Our 7 Most Favorable Reviews in August 2025

  • September 2, 2025

We came, we read, we gushed.

Our 7 Most Favorable Reviews in August 2025

Slip: Life in the Middle of Eating-Disorder Recovery by Mallary Tenore Tarpley (Simon Element). Reviewed by Frances Thomas. “For those with chronic food and body struggles, a salient benchmark for getting better might be what Tarpley calls ‘the middle place’: a liminal space between sickness and full recovery, where ‘hope and hardship coexist, slips are expected, and progress is possible.’ It’s a place where Tarpley has lived for many years, as chronicled in the book’s piercingly interior sections of personal backstory. It’s a place where I, too, hold citizenship. Having been in recovery from anorexia for nearly two decades, I read Slip rapidly, raptly, and downright hungrily, riveted by its articulation of a recovery narrative that refuses a tied-up-with-a-bow (which is to say falsified) resolution.”

Baldwin: A Love Story by Nicholas Boggs (Farrar, Straus and Giroux). Reviewed by Kitty Kelley. “Having mastered his subject, Boggs movingly presents Baldwin as the avatar of Black queer literary history and breathes new life into the genre with a volume that will enrich scholarship for the LGBTQ+ community. As John F. Kennedy said, ‘In serving his vision of the truth, the artist best serves his nation,’ and Nicholas Boggs serves all of us with his love story of James Baldwin.”

The Mapmaker: A Novel of World War II by Tom Young (Knox Press). Reviewed by Lawrence De Maria. “Each chapter is built around a character. Frenchwoman Charlotte Denneau, the book’s titular mapmaker, draws critical maps for the Allies and is being hunted by the Gestapo. She’s one step ahead of the Nazis and their collaborator henchmen. In her scramble across occupied France, she must balance the lives of the Resistance fighters helping her against the need to protect her drawings of potential bombing targets. D-Day is approaching, and her sketches may be crucial to the Allied effort.”

Rehab: An American Scandal by Shoshana Walter (Simon & Schuster).

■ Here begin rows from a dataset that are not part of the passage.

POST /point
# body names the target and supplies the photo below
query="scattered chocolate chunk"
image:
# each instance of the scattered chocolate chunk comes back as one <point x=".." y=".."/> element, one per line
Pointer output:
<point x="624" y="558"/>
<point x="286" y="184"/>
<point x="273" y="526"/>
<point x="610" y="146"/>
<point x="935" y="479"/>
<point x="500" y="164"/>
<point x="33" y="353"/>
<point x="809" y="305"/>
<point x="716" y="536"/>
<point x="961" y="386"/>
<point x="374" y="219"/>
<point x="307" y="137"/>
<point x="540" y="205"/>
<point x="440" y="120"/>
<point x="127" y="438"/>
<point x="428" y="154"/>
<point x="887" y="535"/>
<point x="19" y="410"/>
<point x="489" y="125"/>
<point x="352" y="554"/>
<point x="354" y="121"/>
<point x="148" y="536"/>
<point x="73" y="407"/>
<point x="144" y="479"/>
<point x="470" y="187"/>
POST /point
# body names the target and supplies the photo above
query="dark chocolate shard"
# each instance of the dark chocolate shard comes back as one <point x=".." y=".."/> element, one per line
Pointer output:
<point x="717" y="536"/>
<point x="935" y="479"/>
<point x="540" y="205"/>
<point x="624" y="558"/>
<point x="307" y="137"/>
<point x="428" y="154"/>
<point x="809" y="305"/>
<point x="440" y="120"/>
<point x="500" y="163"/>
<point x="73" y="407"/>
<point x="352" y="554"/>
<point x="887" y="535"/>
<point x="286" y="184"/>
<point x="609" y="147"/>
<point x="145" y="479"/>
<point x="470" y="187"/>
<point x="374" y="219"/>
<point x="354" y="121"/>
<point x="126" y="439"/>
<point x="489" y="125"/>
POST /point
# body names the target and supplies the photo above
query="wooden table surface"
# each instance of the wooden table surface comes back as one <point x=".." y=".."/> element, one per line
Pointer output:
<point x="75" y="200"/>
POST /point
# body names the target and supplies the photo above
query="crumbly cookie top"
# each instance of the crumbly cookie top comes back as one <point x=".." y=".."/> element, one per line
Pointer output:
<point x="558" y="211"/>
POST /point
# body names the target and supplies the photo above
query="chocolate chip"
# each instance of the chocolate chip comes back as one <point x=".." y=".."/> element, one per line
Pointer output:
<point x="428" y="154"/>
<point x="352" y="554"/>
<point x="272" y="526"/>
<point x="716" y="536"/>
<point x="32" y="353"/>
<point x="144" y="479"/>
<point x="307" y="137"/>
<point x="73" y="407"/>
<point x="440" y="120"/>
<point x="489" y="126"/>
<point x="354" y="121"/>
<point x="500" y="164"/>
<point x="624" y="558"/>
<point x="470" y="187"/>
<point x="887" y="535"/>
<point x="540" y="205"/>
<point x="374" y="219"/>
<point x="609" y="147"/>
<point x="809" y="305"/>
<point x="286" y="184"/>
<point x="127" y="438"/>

Reviewed by William Rice. “The pursuit of profit has overridden the duty to provide humane and effective care in too many cases, Walter finds. And lethargic or nonexistent government regulation — by bureaucrats with an interest in not being bothered — has let it happen. Her answer is an old and simple one: generate enough public pressure through work like hers to force legislators and regulators to do their jobs and make rehabilitation programs the boons to private and public health they’re supposed to be. The author has a track record of bringing scandals to light.”

A Case of Mice and Murder: The Trials of Gabriel Ward by Sally Smith (Bloomsbury Publishing). Reviewed by Paul D. Pearlstein. “With its unique Inner Temple setting, A Case of Mice and Murder is an exciting story full of suspense, head-scratching complexity, and Dickensian coincidences, one that leaves readers guessing until the very end (which wraps up a bit too tidily). Having spent considerable time with its many interesting characters, I’m ready for more. Happily, a series is in the works, meaning we haven’t heard the last from barrister/sleuth Gabriel Ward.”

Sunbirth: A Novel by An Yu (Grove Press). Reviewed by Nicole Yurcaba. “Anchored in curiosity and wonder, Sunbirth is keenly introspective and strangely mesmerizing — a poetic, necessary call to ‘absorb the world, to endlessly store everything’ around us. With its tantalizing story of families, secrets, and a world thrown into turmoil, Yu’s novel is a must-read work of speculative fiction.”

A Truce That Is Not Peace by Miriam Toews (Bloomsbury Publishing). Reviewed by Patricia Ann McNair. “The book’s six sections dip into their own unique content and themes that overlap and heighten the memoir as a whole. We come to understand that the author’s identity was formed in a similar, patched-together way — her family religion (Mennonite) and roles (daughter, wife, sister, mother, grandmother, partner), as well as her need to create, are all part of who she is now: hopeful, grief-struck, and persevering.”